К юрте для приезжих я шел с любопытством и даже с волнением. Мне, как и всем в партии, далеко не безразлично было узнать, что за человек новичок. Здесь тайга; живем мы в одном-единственном тесном бараке; человек в экспедиции проявляется быстро, и важно, чтобы новичок в отряде оказался добрым товарищем, надежным другом.
Я остановился у крайней бревенчатой юрты с плоской крышей и пнул ногою обледенелую дверь.
За ночь горница успела остыть. Мороз узорами разрисовал моховые швы между венцов. На верхних нарах в сморщенном спальном мешке что-то кряхтело и посапывало.
Я подошел к нарам и хлопнул ладонью по спальному мешку.
— Эй, приятель! Так можно заснуть и не проснуться. Здесь не Южный берег Крыма. Отдых кончился.
Спальный мешок сморщился еще больше, и из разреза показалась голова с копной ярко-рыжих волос. Потом вынырнуло совсем еще мальчишеское веснушчатое лицо. Веснушки были крупные, с горошину, четкие, будто нарочно подрисованные, и такие частые, что от них рябило в глазах. Затем распахнулись огромные, в пол-лица, зеленые кошачьи глаза и радостно уставились на меня.
— Наконец-то и про меня вспомнили!
— Мать честная, в кого ж ты такой конопатый? — невольно вырвалось у меня.
— А я и сам не знаю, — ничуть не обидевшись, даже весело ответил паренек, обнажая белоснежные, вкривь и вкось растущие зубы. — Мать и отец темные, а я рыжий. — Добавил, вроде бы похваставшись: — У меня не только морда, но и все тело конопатое... Тебе сколько лет?
— Тридцать.
Паренек продолжительно свистнул. Потом сказал:
— Пора на свалку. Небось, тоскливо жить в столь почетном возрасте?
— Хватит травить. Самолет ждет.
Проворно выскользнув из спального мешка, он оделся, проломил пальцем лед в железной кружке и почистил зубы, потом выбежал на улицу и умылся снегом. Все эти процедуры сопровождались дурашливым ржанием и повизгиванием от холода.
Затем он подошел ко мне и протянул рыжую от веснушек руку.
— Меня нарекли Жоркой.
Я назвал себя.
— Ну, я готов.
— Ты сначала поешь, малыш. Только побыстрее.
— А, да! Забыл.
Уплетая за обе щеки колбасу и булку, запивая горячим кофе, который был в моем термосе, Жорка успел рассказать всю свою жизнь: что этой весной окончил школу, что с четвертого класса мечтал о путешествиях и что мечта эта сбылась всего неделю назад, когда он покинул отчий дом в Москве. А уезжать было ой как не просто, потому что «вся родня — на дыбы, мамаша даже в милицию бегала».
Позавтракав, Жорка облачился в бараний полушубок, нахлобучил ушанку, и мы вышли на улицу.

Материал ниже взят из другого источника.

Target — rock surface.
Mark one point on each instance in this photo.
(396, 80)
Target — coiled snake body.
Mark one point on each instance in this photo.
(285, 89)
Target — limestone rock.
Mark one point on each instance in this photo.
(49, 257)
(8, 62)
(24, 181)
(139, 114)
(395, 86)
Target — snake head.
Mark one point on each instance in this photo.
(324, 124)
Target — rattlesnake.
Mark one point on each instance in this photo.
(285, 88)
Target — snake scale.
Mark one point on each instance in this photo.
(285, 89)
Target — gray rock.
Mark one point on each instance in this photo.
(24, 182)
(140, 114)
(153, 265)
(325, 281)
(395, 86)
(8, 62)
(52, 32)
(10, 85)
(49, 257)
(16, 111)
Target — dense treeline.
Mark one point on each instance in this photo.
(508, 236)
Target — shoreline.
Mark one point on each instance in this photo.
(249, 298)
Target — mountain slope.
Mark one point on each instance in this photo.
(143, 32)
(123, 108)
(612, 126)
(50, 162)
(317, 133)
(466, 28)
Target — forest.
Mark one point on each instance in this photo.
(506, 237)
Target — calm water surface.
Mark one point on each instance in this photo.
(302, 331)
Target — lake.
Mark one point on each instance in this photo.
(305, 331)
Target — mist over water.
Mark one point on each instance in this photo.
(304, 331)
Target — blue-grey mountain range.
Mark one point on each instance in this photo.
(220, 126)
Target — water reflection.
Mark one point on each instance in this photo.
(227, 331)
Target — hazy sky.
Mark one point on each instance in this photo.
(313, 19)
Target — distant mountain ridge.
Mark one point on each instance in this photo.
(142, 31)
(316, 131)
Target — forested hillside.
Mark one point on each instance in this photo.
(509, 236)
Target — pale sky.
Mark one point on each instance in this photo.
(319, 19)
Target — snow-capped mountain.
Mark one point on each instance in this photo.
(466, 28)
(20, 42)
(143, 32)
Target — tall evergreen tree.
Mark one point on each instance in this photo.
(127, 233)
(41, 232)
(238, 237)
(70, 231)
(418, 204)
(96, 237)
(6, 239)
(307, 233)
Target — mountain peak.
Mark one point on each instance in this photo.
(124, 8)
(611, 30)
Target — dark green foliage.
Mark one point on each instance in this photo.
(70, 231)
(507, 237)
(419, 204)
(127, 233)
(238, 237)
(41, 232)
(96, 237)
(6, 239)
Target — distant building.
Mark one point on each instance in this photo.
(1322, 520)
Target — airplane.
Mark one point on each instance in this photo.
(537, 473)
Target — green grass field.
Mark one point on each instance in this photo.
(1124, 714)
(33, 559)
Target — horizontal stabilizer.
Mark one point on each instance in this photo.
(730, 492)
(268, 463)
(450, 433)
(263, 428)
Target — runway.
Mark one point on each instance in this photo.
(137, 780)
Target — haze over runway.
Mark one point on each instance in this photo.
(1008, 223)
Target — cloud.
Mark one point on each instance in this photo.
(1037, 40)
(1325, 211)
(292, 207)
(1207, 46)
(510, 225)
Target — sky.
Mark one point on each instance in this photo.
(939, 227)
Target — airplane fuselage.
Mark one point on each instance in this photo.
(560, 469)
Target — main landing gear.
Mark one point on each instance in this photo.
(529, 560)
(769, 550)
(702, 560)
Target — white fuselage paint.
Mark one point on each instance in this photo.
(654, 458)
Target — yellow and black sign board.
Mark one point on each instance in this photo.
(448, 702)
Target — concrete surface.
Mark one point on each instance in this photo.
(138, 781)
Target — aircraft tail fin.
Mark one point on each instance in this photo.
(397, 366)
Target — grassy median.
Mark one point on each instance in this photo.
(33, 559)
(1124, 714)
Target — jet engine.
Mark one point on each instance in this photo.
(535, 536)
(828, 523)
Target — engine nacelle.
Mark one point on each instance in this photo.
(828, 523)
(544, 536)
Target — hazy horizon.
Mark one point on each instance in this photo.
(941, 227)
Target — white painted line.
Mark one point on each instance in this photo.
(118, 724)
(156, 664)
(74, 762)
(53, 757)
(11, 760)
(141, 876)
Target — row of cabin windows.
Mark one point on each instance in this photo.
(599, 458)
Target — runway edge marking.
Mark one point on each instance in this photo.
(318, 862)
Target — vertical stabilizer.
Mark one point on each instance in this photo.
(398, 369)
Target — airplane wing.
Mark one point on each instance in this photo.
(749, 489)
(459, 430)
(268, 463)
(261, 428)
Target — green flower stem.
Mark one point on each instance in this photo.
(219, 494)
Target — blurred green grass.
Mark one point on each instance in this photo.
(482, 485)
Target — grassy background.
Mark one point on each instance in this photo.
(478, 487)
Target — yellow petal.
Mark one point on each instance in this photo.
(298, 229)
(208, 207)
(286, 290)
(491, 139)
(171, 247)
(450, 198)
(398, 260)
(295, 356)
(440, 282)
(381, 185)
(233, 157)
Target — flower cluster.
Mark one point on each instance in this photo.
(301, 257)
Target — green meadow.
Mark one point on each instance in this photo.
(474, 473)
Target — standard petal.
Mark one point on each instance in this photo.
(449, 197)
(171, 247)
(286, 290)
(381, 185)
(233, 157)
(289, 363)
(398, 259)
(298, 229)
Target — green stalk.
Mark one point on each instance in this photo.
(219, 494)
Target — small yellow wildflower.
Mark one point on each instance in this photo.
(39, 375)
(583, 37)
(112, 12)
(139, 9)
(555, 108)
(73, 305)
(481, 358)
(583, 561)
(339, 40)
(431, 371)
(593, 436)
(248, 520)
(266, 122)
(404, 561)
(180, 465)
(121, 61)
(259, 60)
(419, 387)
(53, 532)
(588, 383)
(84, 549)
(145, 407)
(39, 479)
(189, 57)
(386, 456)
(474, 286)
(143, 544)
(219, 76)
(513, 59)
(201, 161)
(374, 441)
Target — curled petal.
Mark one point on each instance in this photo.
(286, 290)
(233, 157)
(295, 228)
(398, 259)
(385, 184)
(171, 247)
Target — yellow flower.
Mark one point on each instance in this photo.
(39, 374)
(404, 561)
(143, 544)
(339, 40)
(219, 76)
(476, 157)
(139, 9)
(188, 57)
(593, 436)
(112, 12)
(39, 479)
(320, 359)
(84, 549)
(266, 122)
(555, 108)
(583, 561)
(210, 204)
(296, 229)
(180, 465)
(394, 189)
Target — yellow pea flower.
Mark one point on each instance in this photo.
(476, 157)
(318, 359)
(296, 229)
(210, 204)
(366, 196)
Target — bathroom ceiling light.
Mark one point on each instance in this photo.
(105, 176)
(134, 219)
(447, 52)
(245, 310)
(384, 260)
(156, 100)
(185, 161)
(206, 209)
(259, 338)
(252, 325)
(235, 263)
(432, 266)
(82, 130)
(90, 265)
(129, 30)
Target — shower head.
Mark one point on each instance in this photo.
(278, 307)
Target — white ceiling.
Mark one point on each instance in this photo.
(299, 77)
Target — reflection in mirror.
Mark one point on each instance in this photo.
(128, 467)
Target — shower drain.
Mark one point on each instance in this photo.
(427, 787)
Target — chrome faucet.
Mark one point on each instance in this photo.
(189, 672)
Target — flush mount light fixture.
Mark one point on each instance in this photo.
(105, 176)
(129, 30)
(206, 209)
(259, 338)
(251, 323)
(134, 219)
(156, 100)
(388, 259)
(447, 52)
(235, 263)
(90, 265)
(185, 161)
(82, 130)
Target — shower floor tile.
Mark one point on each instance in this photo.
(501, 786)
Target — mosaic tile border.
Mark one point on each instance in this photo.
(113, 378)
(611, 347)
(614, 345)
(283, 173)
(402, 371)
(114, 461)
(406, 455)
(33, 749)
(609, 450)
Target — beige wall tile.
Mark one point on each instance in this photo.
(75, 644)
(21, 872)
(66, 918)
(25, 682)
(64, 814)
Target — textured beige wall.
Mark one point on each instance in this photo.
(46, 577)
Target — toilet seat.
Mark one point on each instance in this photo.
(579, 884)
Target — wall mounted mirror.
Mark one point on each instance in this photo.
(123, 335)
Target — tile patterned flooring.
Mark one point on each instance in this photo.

К продовольственному складу я шел по узкой свежей стежке, а Жорка бежал сбоку, чтобы удобнее было со мною разговаривать. В разговоре он перескакивал с пятого на десятое. Вдобавок он говорил громко, очень быстро, взахлеб, и речь его походила на длинные пулеметные очереди.
— По натуре я романтик, — строчил он. — Жить не могу без разных приключений. Родня будто сговорилась: в институт, в институт! А я твердо решил несколько лет поездить по белому свету. Ты солдатом был? В каких частях?
— В воздушнодесантных.
— Здорово повезло! А сколько у вас в партии рабочие зарабатывают? Ты только не подумай, что я жмот, мне на деньги — тьфу, век бы не было. Это для родных. Буду все им отсылать, чтобы поняли: я не мальчишка, я взрослый мужчина.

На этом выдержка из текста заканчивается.